Cohen Sutherland Algorithm
Objective: The line to be clipped against the window. This means clip the line segment which is not visible in the window.
Assumptions: x1,y1, and x2,y2 be the starting and endpoints of the line. Xmin, ymin and xmax,ymax be the starting and ending points of the window. As shown in the figure.
This algorithm converts the line into 4-bit region codes based on the logical steps given below.
S-1: Calculate the four-bit region code of the line.
Most Important: The bit starts from LEFT, so the leftmost bit will be the first bit.
– So the first bit will be based on the sign (Plus or Minus) of (y-ymax).
– Second Bit = will be based on sign (Plus or Minus) of (ymin-y).
– Third Bit = will be based on the sign of (x-xmax).
– Fourth Bit = will be based on the sign of (xmin-x).
Very Important:
– If the sign is plus (positive) then value of the bit would be 1.
– If the sign is minus (negative) then value of the bit would be 0.
S-2: Find the line category as per the following rules.
– Visible: The line is visible if four-bit region code is zero.
– Not Visible: The line is not visible if bit wise AND Product of code is not zero.
– Needs Clipping: The line would be clipped if bit wise AND Product of code is zero.
S-3: If the line is category =”Needs Clipping” , then we proceed with the following rule
– Find the point where the boundary line cuts the given line.
– If Bit-1 is 1 then the line cuts the y=ymax.

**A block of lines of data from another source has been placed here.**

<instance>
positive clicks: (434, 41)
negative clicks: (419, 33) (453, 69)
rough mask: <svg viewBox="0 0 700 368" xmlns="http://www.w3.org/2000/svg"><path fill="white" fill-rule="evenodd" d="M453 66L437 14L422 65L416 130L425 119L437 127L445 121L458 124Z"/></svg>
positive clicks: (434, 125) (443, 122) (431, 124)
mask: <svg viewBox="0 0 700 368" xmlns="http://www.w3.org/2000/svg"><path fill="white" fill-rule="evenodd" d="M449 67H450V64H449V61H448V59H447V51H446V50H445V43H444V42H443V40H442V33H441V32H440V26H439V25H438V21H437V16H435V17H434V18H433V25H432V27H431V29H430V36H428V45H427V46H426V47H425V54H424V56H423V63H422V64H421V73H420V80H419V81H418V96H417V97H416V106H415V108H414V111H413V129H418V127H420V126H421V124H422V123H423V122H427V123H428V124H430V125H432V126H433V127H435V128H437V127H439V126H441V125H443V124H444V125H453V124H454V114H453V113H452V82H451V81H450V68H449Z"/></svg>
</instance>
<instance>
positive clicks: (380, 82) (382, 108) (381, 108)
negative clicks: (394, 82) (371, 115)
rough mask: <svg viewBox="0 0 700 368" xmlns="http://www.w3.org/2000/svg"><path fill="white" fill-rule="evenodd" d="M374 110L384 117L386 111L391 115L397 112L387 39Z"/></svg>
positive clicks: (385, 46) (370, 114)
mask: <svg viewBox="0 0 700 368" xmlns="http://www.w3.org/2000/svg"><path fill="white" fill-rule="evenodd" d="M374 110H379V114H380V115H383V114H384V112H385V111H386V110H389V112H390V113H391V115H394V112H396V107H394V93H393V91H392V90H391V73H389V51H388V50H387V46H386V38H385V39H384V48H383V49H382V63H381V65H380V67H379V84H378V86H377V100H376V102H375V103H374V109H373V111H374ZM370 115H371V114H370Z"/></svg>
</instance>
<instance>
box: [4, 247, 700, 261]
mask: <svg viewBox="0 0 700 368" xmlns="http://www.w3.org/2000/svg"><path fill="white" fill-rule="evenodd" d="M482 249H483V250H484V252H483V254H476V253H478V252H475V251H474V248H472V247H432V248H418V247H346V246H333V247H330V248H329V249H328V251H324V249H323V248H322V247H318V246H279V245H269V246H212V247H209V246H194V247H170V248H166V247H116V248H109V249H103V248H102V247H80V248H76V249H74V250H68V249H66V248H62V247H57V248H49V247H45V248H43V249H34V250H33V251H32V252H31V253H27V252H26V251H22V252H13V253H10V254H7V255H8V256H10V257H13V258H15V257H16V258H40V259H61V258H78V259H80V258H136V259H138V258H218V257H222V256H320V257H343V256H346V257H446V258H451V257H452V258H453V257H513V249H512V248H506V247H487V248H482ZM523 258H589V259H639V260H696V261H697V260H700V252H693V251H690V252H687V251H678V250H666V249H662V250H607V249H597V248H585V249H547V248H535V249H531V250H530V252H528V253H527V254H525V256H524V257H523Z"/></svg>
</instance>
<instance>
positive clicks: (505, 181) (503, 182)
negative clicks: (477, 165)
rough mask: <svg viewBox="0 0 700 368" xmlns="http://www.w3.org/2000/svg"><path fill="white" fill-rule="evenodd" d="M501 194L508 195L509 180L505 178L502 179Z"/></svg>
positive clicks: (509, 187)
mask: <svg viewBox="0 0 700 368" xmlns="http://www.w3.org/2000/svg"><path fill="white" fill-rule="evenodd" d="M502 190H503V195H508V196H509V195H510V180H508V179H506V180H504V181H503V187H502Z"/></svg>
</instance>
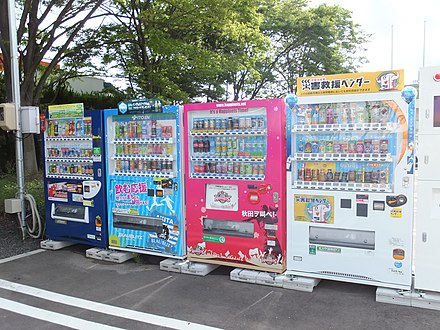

– If Bit-2 is 1 then the line y=ymin.
– If Bit-3 is 1 then the line x=xmax.
– If Bit-4 is 1 then the line x=xmin.
S-4: Intersection Points of line
– If Bit 1 is 1 then new intersection point would be y=ymax and x= x1+(ymax-y1)/m.
– If Bit 2 is 1 then new intersection point would be y=ymin and x=x1+(ymin-y1)/m.
– If Bit 3 is 1 then new intersection point would be x=xmax and y=y1+m*(xmax-x1)
– If Bit 4 is 1 then new intersection point would be x=xmin and y=y1+m*(xmin-x1)
S-5 : Repeat all the steps till the region code of the line is (0000)=> visible.
Let’s understand by an example:
Clip a line A (-1,5) and B (3,8) using the Cohen Sutherland algorithm with window coordinates (-3,1) and (2,6).
Here xmin =-3 and ymin=1 with xmax =1 and ymax=6 with x1=-1, y1=5 and x2=3, y2=8.
S-1: Find the region code of the line point x1=-1,y1=5 as follows
– Bit 1 = Sign of (y-ymax) = Sign of (5-6) = Negative, so bit 1 would be 0.
– Bit 2 = Sign of (ymin-y) = Sign of (1-6) = Negative, so bit 2 would be 0.
– Bit 3 = Sign of (x-xmax) = Sign of (-1-1) = Negative, so bit 3 would be 0.
– Bit 4 = Sign of (xmin-x) = Sign of (-3-(-1)) = Negative, so bit 4 would be 0.
Find the region code of the line point x2=3,y2=8 as follows.
– Bit 1 = Sign of (y-ymax) = Sign of (8-6) = Positive, so bit 1 would be 1.
– Bit 2 = Sign of (ymin-y) = Sign of (1-8) = Negative, so bit 2 would be 0.
– Bit 3 = Sign of (x-xmax) = Sign of (3-1) = Positive, so bit 3 would be 1.
– Bit 4 = Sign of (xmin-x) = Sign of (-3-3) = Negative, so bit 4 would be 0.
The (x1,y1) has the code (0000) and (x2,y2) has the code (1010). Remember the codes are written from left to right. Left is bit-1.
S-2: Which category this line belongs to: Find, does it require clipping?
– Logical AND of both the region codes are (0000) * (1010) = (0*1, 0*0 ,0*1,0*0) = (0000). Since the logical AND of codes is zero, so the line belongs to third category- Clipping category =>Computer would clip it.
S-3: The line “Needs Clipping” based on the calculation above.
S-4: Since Bit 1 is one therefore intersection point is y=ymax and x=x1+(y1-ymax)/m. => y=6 and x= -1+(6-5)/(3/4) => -1+4/3 => 1/3. So the intersection point would be (x=1/3,y=6).
S-5: Find the region code of newfound point, C(x=1/3 and y=6) =>(0000)
Since the starting point, A(-1,5) has (0000) and new Point C is also (0000) that means both endpoints are visible. The line does not need more clipping. The algorithm would stop here.